# Lambda Functions and Pivot Tables

Until now, we have not made any changes or modifications to the data. In this section, we will:
* Use lambda functions to create new and alter existing columns
* Use pandas pivot tables as an alternative to ```df.groupby()``` to summarise data

Let's first read all the files and create a ```master_df```. 

In [1]:
# Loading libraries and files
import numpy as np
import pandas as pd

market_df = pd.read_csv("global_sales_data/market_fact.csv")
customer_df = pd.read_csv("global_sales_data/cust_dimen.csv")
product_df = pd.read_csv("global_sales_data/prod_dimen.csv")
shipping_df = pd.read_csv("global_sales_data/shipping_dimen.csv")
orders_df = pd.read_csv("global_sales_data/orders_dimen.csv")

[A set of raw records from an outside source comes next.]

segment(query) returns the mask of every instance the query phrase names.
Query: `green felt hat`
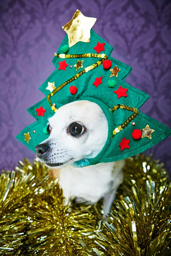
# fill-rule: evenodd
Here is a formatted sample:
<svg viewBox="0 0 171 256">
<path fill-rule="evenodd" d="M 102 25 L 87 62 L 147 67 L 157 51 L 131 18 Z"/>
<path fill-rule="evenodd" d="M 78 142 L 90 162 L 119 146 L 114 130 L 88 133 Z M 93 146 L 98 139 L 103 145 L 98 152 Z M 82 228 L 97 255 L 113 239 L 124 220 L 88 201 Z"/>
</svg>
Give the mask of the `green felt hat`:
<svg viewBox="0 0 171 256">
<path fill-rule="evenodd" d="M 47 119 L 77 100 L 98 104 L 108 122 L 106 143 L 96 157 L 87 160 L 89 164 L 131 157 L 171 134 L 169 128 L 140 111 L 149 96 L 125 82 L 132 68 L 111 58 L 112 47 L 91 29 L 95 19 L 77 10 L 63 27 L 68 34 L 53 59 L 55 70 L 40 88 L 46 97 L 27 109 L 36 121 L 16 136 L 34 152 L 48 137 Z"/>
</svg>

# Merging the dataframes to create a master_df
df_1 = pd.merge(market_df, customer_df, how='inner', on='Cust_id')
df_2 = pd.merge(df_1, product_df, how='inner', on='Prod_id')
df_3 = pd.merge(df_2, shipping_df, how='inner', on='Ship_id')
master_df = pd.merge(df_3, orders_df, how='inner', on='Ord_id')

master_df.head()

Unnamed: 0,Ord_id,Prod_id,Ship_id,Cust_id,Sales,Discount,Order_Quantity,Profit,Shipping_Cost,Product_Base_Margin,...,Region,Customer_Segment,Product_Category,Product_Sub_Category,Order_ID_x,Ship_Mode,Ship_Date,Order_ID_y,Order_Date,Order_Priority
0,Ord_5446,Prod_16,SHP_7609,Cust_1818,136.81,0.01,23,-30.51,3.6,0.56,...,WEST,CORPORATE,OFFICE SUPPLIES,"SCISSORS, RULERS AND TRIMMERS",36262,REGULAR AIR,28-07-2010,36262,27-07-2010,NOT SPECIFIED
1,Ord_5446,Prod_4,SHP_7610,Cust_1818,4701.69,0.0,26,1148.9,2.5,0.59,...,WEST,CORPORATE,TECHNOLOGY,TELEPHONES AND COMMUNICATION,36262,EXPRESS AIR,27-07-2010,36262,27-07-2010,NOT SPECIFIED
2,Ord_5446,Prod_6,SHP_7608,Cust_1818,164.02,0.03,23,-47.64,6.15,0.37,...,WEST,CORPORATE,OFFICE SUPPLIES,PAPER,36262,EXPRESS AIR,28-07-2010,36262,27-07-2010,NOT SPECIFIED
3,Ord_2978,Prod_16,SHP_4112,Cust_1088,305.05,0.04,27,23.12,3.37,0.57,...,ONTARIO,HOME OFFICE,OFFICE SUPPLIES,"SCISSORS, RULERS AND TRIMMERS",37863,REGULAR AIR,26-02-2011,37863,24-02-2011,HIGH
4,Ord_5484,Prod_16,SHP_7663,Cust_1820,322.82,0.05,35,-17.58,3.98,0.56,...,WEST,CONSUMER,OFFICE SUPPLIES,"SCISSORS, RULERS AND TRIMMERS",53026,REGULAR AIR,03-03-2012,53026,26-02-2012,LOW


### Lambda Functions

Say you want to create a new column indicating whether a given order was profitable or not (1/0). 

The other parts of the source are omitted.